Hikâye olarak filmde pek çok çözülme, ters köşe sahne var. Her ne kadar filmle ilgili birtakım şeyler bildiğinizi sansanız da, sahneler peşi sıra gelince gerçekten koltuğunuza mıhlanabiliyorsunuz. Özellikle filmin son yarım saatine diyecek kelime yok... Öyle ki, filmin 165 dakikalık süresi film bittikten sonra az bile gelebiliyor.

Amerikan basınında film eleştirmenleri ön gösterimden sonra filmin “duygusal ve tatmin edici bir son” olduğunu yazmışlardı; hak vermek gerek. Filmin sonunda yüzünüzde koca bir gülümsemeyle salondan ayrılmanız mümkün. Eğer abartılı bir aksiyon filmi bekliyorsanız hüsrana uğrayabilirsiniz, çünkü yazının ilk satırlarında dediğim gibi, film daha çok duygusal ve dramatik çözümlemelerle bezeli. Aksiyon sahneleri yok değil, ama filmi izlerken bir Christopher Nolan filmi izlediğinizi daha çok sezebiliyorsunuz, bir Batman filminden ziyade. Şahsen ben, seriyi o kadar ezbere bilmesem de, filmin ilerleyişi sırasında bazı kısımlarda “E iyi de film bu mu şimdi?” diye içimden sormadım değil. Ama sabrın sonu selamettir; esas beklediğiniz ve tatmin edeceğini düşündüğüm aksiyon filmin sonlarında, Nolan sonlara doğru saklamış. Filmdeki önceki filmlere yapılan geçmişe dönüşler (bu sahnelerin olması iyi oldu, IMAX olarak görmek güzeldi) ve Cillian Murphy’nin sürprizi de oldukça hoştu.
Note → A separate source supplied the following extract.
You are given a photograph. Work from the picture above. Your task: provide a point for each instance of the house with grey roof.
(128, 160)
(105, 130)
Bu filmde Hans Zimmer’a da hakkını verip tebrik etmezsek olmaz! “Inception” filminde sergilediği başarılı soundtrack işini “The Dark Knight Rises” filminde de gösteriyor ve filmin sonlarındaki aksiyon sahneleri olması gereken seviyeden, bu müzikler eşliğinde çok daha yukarı çıkıyor.

Neticede seride emeği geçen oyuncusundan ekip çalışanına hepsini tebrik etmek gerek, çok başarılı bir iş çıkarmışlar ortaya. Ben son olarak, filmde Bruce Wayne’in Alfred’le ve çukur hapishanedeki tutsaklarla yaptığı diyaloglara dikkat çekmek istiyorum, çünkü filmin en önemli ve anlamlı mesajları bu diyaloglarda gizli.
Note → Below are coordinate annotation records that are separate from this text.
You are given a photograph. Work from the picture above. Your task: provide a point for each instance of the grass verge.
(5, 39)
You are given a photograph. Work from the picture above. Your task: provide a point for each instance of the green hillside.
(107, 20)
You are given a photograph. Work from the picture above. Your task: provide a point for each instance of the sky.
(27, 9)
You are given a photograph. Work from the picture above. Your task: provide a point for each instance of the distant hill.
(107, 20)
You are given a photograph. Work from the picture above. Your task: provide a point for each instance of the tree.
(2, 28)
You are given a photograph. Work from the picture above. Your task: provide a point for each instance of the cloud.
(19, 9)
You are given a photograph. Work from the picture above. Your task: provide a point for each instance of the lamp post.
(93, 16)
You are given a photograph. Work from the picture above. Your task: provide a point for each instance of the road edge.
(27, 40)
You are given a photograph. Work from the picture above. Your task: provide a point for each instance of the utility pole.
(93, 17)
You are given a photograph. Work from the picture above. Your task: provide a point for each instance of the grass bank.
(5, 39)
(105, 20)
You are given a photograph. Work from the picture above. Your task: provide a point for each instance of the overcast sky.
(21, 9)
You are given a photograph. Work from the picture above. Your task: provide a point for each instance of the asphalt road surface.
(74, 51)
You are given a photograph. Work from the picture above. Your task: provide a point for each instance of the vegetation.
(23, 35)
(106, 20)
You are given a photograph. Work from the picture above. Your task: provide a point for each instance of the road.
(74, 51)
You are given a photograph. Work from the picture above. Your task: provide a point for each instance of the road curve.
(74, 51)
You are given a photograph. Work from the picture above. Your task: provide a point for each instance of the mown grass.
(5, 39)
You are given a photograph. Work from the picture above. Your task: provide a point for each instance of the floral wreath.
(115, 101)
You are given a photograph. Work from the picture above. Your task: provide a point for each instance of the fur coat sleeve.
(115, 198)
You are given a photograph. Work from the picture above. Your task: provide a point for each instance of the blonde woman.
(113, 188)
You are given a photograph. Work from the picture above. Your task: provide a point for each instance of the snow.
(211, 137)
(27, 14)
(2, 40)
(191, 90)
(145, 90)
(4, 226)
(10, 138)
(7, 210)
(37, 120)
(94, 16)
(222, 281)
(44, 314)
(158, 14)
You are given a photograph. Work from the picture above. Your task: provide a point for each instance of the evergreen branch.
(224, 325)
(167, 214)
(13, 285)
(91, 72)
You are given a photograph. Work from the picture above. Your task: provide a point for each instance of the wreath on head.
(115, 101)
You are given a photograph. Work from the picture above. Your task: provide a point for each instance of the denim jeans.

Ha bu arada, Christopher Nolan’ın en iyi işi bu filmdir dersek, öteki filmlerine ayıp etmiş oluruz. Neticede evet, güzel yazılıp çekilmiş bir seri ve bir son film; ancak Christopher Nolan sadece “The Dark Knight” ve “The Dark Knight Rises” filmlerinden ibaret değil ve kendisinin yazarlık ve yönetmenlik çıtasını bu filmlerle sınırlamamalıyız. Kişisel görüşüm budur.

Ek: Filmin en adrenalini yüksek, haz getiren sahnelerinden biri hiç kuşkusuz Bruce Wayne'in hapishane duvarına son tırmanışıdır. Ayrıca filmin sonunda Blake karakterinin göbek adı olarak karşımıza çıkan "Robin" ismi de güzel bir ayrıntıydı, gülümsetti. Elbette bu filmden sonra bir "Robin" filmi gelecek diye değil tabii.